Le troisième volume (sur un total de quatre) de l’Histoire des traductions en langue française couvre le 19e siècle, de 1815 à 1914 – il est le premier à paraître. C’est un projet ambitieux dirigé à l’université Paris-Sorbonne par deux professeurs de littérature comparée, Yves Chevrel et Jean-Yves Masson (collaborateur du Magazine littéraire), qui ont mobilisé une soixantaine de spécialistes. Il s’inscrit dans un courant de recherche contemporain visant à réhabiliter dans la vie intellectuelle les intermédiaires. « Il n’est plus envisageable d’écrire l’histoire de la pensée ou de la littérature sans tenir compte du rôle joué par les traducteurs », écrivent les trois maîtres d’œuvre de ce volume-ci, Yves Chevrel, Lieven D’hulst et Christine Lombez, qui, loin d’être une encyclopédie ou un répertoire des traducteurs, décrit ce qu’a été la traduction à différentes périodes et son apport au développement des connaissances.
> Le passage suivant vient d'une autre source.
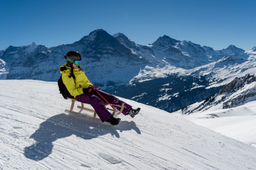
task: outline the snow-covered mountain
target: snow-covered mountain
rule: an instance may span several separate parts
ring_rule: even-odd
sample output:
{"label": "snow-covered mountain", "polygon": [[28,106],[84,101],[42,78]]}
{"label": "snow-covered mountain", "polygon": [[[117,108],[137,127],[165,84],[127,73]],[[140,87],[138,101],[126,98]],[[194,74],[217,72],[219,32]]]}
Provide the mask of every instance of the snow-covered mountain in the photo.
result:
{"label": "snow-covered mountain", "polygon": [[256,80],[255,74],[236,77],[216,94],[174,113],[256,147]]}
{"label": "snow-covered mountain", "polygon": [[255,75],[251,77],[248,74],[244,77],[236,77],[217,93],[183,108],[181,112],[183,114],[190,114],[208,109],[231,108],[256,100],[256,80]]}
{"label": "snow-covered mountain", "polygon": [[170,112],[256,72],[255,47],[215,50],[166,35],[143,45],[121,33],[112,36],[98,29],[71,44],[48,48],[32,43],[0,51],[0,79],[57,82],[71,50],[81,54],[82,68],[95,86]]}
{"label": "snow-covered mountain", "polygon": [[0,95],[1,169],[256,169],[255,148],[133,101],[112,126],[64,112],[56,82],[0,80]]}

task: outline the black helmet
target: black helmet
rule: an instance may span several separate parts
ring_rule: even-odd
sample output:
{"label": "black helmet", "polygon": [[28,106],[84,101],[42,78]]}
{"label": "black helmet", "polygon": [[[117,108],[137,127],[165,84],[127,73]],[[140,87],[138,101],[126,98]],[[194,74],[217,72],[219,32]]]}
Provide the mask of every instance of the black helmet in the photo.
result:
{"label": "black helmet", "polygon": [[82,60],[81,55],[77,51],[69,51],[67,54],[64,56],[64,57],[66,59],[68,58],[72,60]]}

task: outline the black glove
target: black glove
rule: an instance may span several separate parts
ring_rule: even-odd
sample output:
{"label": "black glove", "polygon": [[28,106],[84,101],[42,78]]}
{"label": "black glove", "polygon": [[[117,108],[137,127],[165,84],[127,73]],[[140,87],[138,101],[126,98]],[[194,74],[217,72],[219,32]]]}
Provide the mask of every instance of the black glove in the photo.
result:
{"label": "black glove", "polygon": [[89,90],[90,90],[90,88],[92,88],[92,87],[89,87],[87,88],[83,88],[83,91],[84,92],[84,93],[88,93]]}

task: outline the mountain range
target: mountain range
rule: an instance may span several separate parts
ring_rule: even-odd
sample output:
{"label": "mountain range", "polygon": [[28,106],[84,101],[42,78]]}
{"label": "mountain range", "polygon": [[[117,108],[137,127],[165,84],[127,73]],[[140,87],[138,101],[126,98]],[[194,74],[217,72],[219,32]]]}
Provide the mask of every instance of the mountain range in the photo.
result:
{"label": "mountain range", "polygon": [[164,35],[147,45],[103,29],[78,41],[47,48],[31,44],[0,50],[0,79],[57,82],[64,56],[77,51],[94,86],[169,112],[204,100],[235,78],[256,72],[256,47],[215,50]]}

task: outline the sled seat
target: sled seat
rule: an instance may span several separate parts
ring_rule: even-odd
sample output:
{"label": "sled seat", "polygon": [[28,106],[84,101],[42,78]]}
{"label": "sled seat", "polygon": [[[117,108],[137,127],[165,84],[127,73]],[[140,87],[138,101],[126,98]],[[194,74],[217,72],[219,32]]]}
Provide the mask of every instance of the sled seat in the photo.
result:
{"label": "sled seat", "polygon": [[[71,107],[70,107],[70,110],[68,110],[66,109],[66,110],[65,110],[65,111],[70,112],[74,113],[75,113],[79,114],[79,113],[77,112],[74,112],[73,111],[73,109],[74,108],[74,106],[75,104],[75,102],[76,101],[77,101],[77,100],[76,100],[74,99],[72,99],[71,98],[69,98],[68,97],[67,98],[67,99],[71,100],[71,101],[72,101],[71,105]],[[104,102],[103,101],[102,102],[103,103],[103,104],[104,104],[104,105],[105,105],[105,106],[106,106],[109,105],[109,104],[107,103]],[[92,109],[85,107],[84,107],[84,104],[85,104],[85,103],[83,103],[82,102],[81,102],[81,106],[77,106],[77,108],[80,108],[81,109],[86,110],[87,111],[94,112],[94,115],[93,115],[93,118],[96,118],[96,116],[97,115],[97,113],[96,113],[96,112],[95,112],[95,111],[94,111],[94,109]],[[108,110],[113,111],[113,113],[112,113],[112,115],[113,116],[119,115],[120,113],[122,113],[122,111],[123,111],[123,110],[124,109],[124,104],[122,104],[121,106],[120,106],[119,105],[114,105],[114,104],[111,104],[111,105],[112,105],[113,106],[116,106],[116,107],[114,107],[114,109],[112,109],[112,108],[108,108],[106,107],[107,108],[107,109]],[[121,109],[120,109],[120,110],[119,111],[118,111],[117,112],[117,107],[117,107],[121,108]]]}

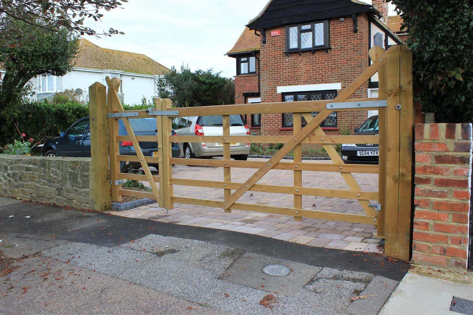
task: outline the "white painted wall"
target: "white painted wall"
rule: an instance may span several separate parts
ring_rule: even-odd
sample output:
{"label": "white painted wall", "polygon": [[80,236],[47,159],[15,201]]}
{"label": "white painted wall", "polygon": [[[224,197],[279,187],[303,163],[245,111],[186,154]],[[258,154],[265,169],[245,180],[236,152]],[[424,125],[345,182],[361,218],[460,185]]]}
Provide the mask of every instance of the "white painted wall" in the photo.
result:
{"label": "white painted wall", "polygon": [[[114,73],[118,75],[122,81],[122,86],[119,92],[124,94],[124,104],[141,104],[143,96],[148,101],[152,102],[153,98],[156,95],[155,80],[157,78],[156,76],[146,76],[137,74],[128,73],[114,70],[99,70],[94,69],[76,68],[67,73],[63,78],[63,88],[64,89],[81,89],[84,92],[84,96],[88,94],[89,86],[94,83],[100,82],[106,86],[105,77]],[[38,91],[38,78],[35,77],[31,80],[35,91]],[[49,94],[51,91],[37,92],[33,96],[33,99],[36,100],[42,99],[42,94]]]}

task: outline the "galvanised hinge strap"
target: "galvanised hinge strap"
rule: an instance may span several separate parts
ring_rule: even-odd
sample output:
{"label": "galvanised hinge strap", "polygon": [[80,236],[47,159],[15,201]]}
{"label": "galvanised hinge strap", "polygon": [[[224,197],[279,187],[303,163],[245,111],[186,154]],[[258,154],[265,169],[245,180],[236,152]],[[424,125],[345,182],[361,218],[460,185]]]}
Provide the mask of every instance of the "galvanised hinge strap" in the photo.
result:
{"label": "galvanised hinge strap", "polygon": [[153,116],[179,116],[179,111],[158,111],[156,108],[149,108],[146,110],[148,115]]}
{"label": "galvanised hinge strap", "polygon": [[140,116],[140,113],[137,111],[125,112],[123,113],[108,113],[107,114],[108,118],[119,118],[120,117],[136,117]]}
{"label": "galvanised hinge strap", "polygon": [[373,207],[373,208],[376,208],[377,211],[381,211],[381,204],[369,204],[368,205],[368,207]]}
{"label": "galvanised hinge strap", "polygon": [[343,102],[340,103],[328,103],[327,109],[339,110],[344,108],[366,108],[367,107],[387,107],[387,101],[363,101],[361,102]]}

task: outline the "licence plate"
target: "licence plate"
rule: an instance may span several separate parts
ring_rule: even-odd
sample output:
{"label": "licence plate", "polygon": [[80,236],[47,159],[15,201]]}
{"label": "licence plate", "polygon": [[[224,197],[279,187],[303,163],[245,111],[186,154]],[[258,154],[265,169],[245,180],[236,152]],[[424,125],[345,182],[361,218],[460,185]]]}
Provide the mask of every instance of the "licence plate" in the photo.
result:
{"label": "licence plate", "polygon": [[357,151],[356,155],[358,156],[378,156],[379,151]]}

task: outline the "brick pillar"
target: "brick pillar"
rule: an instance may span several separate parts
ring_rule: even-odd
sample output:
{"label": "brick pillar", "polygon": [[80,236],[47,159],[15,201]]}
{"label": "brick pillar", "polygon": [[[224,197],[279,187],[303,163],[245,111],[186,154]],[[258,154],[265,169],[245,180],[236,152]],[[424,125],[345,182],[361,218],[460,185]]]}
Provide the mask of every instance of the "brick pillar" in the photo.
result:
{"label": "brick pillar", "polygon": [[471,124],[417,124],[413,261],[466,269]]}

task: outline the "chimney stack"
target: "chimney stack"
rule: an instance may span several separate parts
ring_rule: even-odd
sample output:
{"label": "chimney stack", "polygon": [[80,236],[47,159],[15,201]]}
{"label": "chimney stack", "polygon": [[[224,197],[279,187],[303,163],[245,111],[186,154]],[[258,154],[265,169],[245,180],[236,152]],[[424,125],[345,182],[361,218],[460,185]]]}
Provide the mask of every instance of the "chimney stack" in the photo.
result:
{"label": "chimney stack", "polygon": [[388,3],[383,0],[372,0],[371,5],[381,14],[381,20],[385,24],[387,22]]}

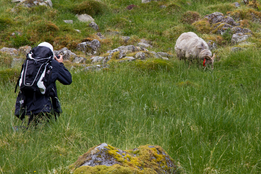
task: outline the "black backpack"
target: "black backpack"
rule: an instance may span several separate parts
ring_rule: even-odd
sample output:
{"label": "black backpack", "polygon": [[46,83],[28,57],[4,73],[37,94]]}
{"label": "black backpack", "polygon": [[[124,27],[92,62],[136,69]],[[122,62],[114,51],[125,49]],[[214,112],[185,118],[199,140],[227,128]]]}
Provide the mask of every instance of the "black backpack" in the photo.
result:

Cette histoire novatrice des traductions englobe tous les domaines de la vie de l’esprit, incluant les sciences, la philosophie, la religion, le droit et l’histoire. Synonyme d’ouverture au monde, d’une certaine perméabilité aux sensibilités d’ailleurs, la traduction permet de mesurer comment se situaient les Français par rapport à l’étranger. Langue universelle de l’Europe, le français régnait au 19e siècle tout en entamant son déclin. Les traductions françaises de Walter Scott ou de lord Byron ont été à leur tour traduites en d’autres langues, et l’Europe du Sud a découvert Shakespeare par le biais des traductions françaises. Le statut du traducteur s’apparente à celui d’un auteur second, d’un « réécrivain », à la fois lecteur et auteur. Chateaubriand, Nerval, Vigny, Baudelaire, Mallarmé, Nodier, Leconte de Lisle ont donné des traductions renommées, et les poètes, grands ou petits, furent souvent des pionniers : Nerval, sans comprendre finement la langue allemande, devinait mieux le sens d’une poésie écrite en allemand que ceux qui avaient fait de cet idiome un sujet d’étude. Mine d’informations, cet imposant volume doté d’un index de près de deux mille traducteurs, dépeint une autre histoire des idées, au cœur de l’écriture et de sa diffusion planétaire.